BBCが報じるところによると、MMORPG『World of Warcraft』(WoW)の不正プログラムの作者が600万ドル(約6億3000万円)の損害賠償を命じられたとのことです。
『World of Warcraft』は全世界で1000万人の会員を擁する世界最大規模のファンタジーMMORPG。MDY IndustriesのMichael Donnellyは「Glider」と呼ばれる不正プログラムを作成。25ドル(約2600円)の価格を付け、10万部以上を販売。更に月額5ドル(約500円)で「Glider Elite」と呼ばれる高機能版のサービスを提供してきました。
「Glider」はいわゆるBOTと呼ばれる不正プログラムで、モンスターとの戦いやアイテム回収を自動で行い、プレイヤーがプレイしなくてもレベルを上げてくれるというもの。
MDY Industriesによると、「Gliderはレギュラー選手のようなものであなたが映画や夕食に行っている間、経験値やアイテムを稼いでくれる」ものであるとのこと。「キーとマウスの操作以外をコントロールしないので、ハック(ゲームプログラムを改ざんすること)ではない」としながらも「Gliderは利用規約に反するものなので、使っているところを発見されたらアカウントが停止される」と、プログラムが規約に反するものであることを認めています。

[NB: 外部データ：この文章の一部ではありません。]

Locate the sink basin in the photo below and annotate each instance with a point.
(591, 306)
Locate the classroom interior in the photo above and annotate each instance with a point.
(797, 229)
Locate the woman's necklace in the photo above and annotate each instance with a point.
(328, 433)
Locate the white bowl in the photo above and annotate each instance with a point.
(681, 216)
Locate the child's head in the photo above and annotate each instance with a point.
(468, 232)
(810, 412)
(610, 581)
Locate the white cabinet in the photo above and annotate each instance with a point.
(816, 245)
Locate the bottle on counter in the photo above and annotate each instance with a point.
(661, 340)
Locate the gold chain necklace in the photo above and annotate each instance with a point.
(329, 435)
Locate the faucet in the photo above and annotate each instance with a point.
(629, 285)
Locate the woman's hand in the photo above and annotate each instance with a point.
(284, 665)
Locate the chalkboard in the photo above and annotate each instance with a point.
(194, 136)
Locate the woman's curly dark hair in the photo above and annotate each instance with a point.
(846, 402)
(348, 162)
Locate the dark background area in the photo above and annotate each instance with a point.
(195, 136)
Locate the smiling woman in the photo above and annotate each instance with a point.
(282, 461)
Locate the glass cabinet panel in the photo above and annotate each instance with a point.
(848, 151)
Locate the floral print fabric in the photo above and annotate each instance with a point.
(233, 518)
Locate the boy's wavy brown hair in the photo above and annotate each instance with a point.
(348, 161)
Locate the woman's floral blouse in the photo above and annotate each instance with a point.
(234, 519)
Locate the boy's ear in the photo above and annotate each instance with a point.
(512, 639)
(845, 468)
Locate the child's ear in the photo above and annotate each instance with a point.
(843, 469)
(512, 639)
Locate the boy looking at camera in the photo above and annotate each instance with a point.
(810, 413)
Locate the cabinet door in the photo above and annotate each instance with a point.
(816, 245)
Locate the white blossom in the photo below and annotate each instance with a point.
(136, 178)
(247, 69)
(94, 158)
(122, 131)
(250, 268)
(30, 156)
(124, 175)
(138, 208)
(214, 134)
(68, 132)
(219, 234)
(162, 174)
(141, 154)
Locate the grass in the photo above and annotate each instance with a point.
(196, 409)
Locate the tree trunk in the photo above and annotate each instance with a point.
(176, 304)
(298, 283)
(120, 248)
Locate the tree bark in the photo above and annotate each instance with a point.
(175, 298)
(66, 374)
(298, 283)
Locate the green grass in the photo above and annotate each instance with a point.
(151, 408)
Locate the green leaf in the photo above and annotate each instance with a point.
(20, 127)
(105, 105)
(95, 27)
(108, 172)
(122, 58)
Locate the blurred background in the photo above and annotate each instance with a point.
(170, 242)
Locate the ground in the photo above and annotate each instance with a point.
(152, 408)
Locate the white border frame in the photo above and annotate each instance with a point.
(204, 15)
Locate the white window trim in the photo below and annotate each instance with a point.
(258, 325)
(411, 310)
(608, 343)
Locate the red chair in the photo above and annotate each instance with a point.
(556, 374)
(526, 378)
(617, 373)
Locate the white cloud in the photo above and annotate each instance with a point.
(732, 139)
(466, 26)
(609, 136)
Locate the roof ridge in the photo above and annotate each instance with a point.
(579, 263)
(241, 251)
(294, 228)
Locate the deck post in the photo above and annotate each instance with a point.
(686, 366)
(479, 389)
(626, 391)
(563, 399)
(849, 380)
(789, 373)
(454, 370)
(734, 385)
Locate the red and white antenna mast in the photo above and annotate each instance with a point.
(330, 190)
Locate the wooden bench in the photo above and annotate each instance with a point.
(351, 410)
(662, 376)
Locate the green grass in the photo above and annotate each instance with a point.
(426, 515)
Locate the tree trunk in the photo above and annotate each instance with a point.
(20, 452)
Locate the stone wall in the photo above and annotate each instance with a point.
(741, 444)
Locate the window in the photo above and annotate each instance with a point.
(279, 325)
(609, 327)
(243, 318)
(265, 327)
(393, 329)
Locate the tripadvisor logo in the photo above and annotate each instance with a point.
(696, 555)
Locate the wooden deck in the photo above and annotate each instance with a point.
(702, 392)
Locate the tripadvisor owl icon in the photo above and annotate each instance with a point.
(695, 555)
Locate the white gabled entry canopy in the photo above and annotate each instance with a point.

『World of Warcraft』は人口が多く人気もあるため、不正プログラムやRMT(リアルマネートレード。ゲーム内のアイテムやお金を、現実のお金すなわち円で買う行為)の需要も高いのが現状。Michael Donnellyも「Glider」の販売で約2億6000万円以上稼いでいます。
ただ、彼が自社HPで展開する「我々はゲームのファンである。70レベルまでキャラクターを育て、装備のために金を稼ぐのは苦痛である。しかしゲーム内で社会的に活動することは楽しみであり、苦痛を伴う部分をスキップしてより多くの楽しさを得るためにGliderを使う」とする主張は裁判所には認められなかったようで、今回の判決が不正プログラムへの抑止力となることが期待されます。